Антонита говорит, что больше не хотела его видеть. Потом пожимает ему руку. А он — реакция на долгую напряженность? — вдруг раздраженно косится на пошлое заведение. «Может, сбежим наконец отсюда, а?» Но тотчас гасит досаду, просит прощения. Она попробует на завтра отпроситься, говорит Антонита.
Вечер и долгие часы до закрытия бара я выдержал с трудом, несмотря на необычайную дружелюбность бармена и танцовщиц. Я заметил, что здешней приятной тени мне больше не требуется, что я преодолел сумеречное состояние. Все во мне стремилось прочь отсюда, стремилось быть наедине с Антонитой. Я знал, что времени мало. Назавтра мне уезжать.

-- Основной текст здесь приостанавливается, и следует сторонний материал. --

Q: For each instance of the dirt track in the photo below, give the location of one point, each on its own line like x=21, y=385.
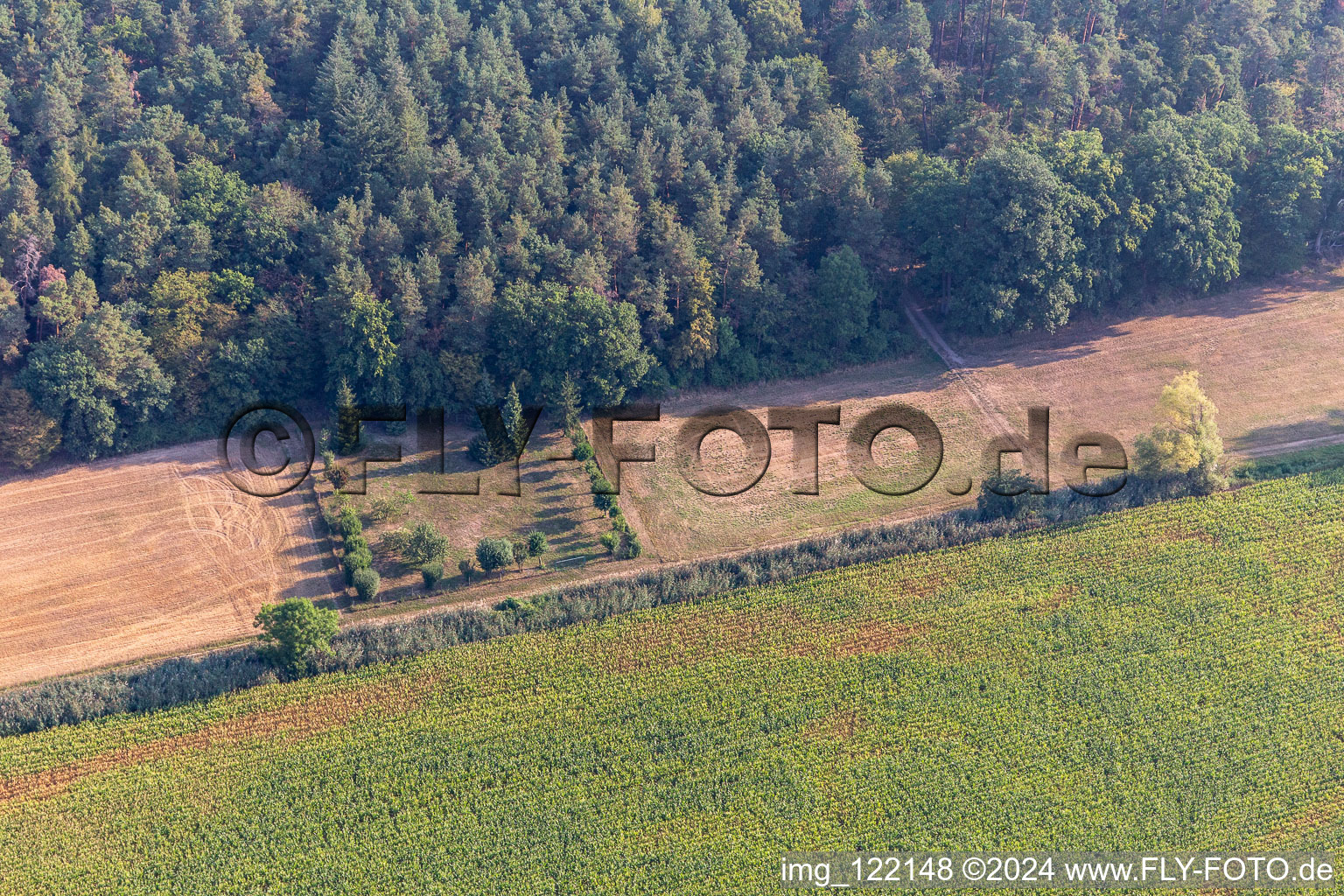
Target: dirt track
x=144, y=555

Антонита несколько раз заговаривала об обстоятельствах моего отъезда. Описывала, как в ту ночь ушла из гостиницы, как вернулась домой, совершенно опустошенная — и так было еще много дней. Она пыталась понять, но не смогла найти объяснение моим поступкам; то, что с нею произошло, она ощущала как след ожога, как клеймо. Старалась вытеснить меня из памяти, но унижение снова и снова напоминало ей обо всем.
Я мог только снова и снова просить прощения. Дескать, был вне себя, почти обезумел от перевозбуждения и алкоголя. Но теперь — или по этой причине? — мы стали ближе друг другу. Я чувствовал, что в ней исчез какой-то барьер, чувствовал по ее безразличию к «La buena sombra», чувствовал по ее голосу, который временами как бы чуть перехватывало — словно оттого, что рушилась защитная дамба. От боли. От страха.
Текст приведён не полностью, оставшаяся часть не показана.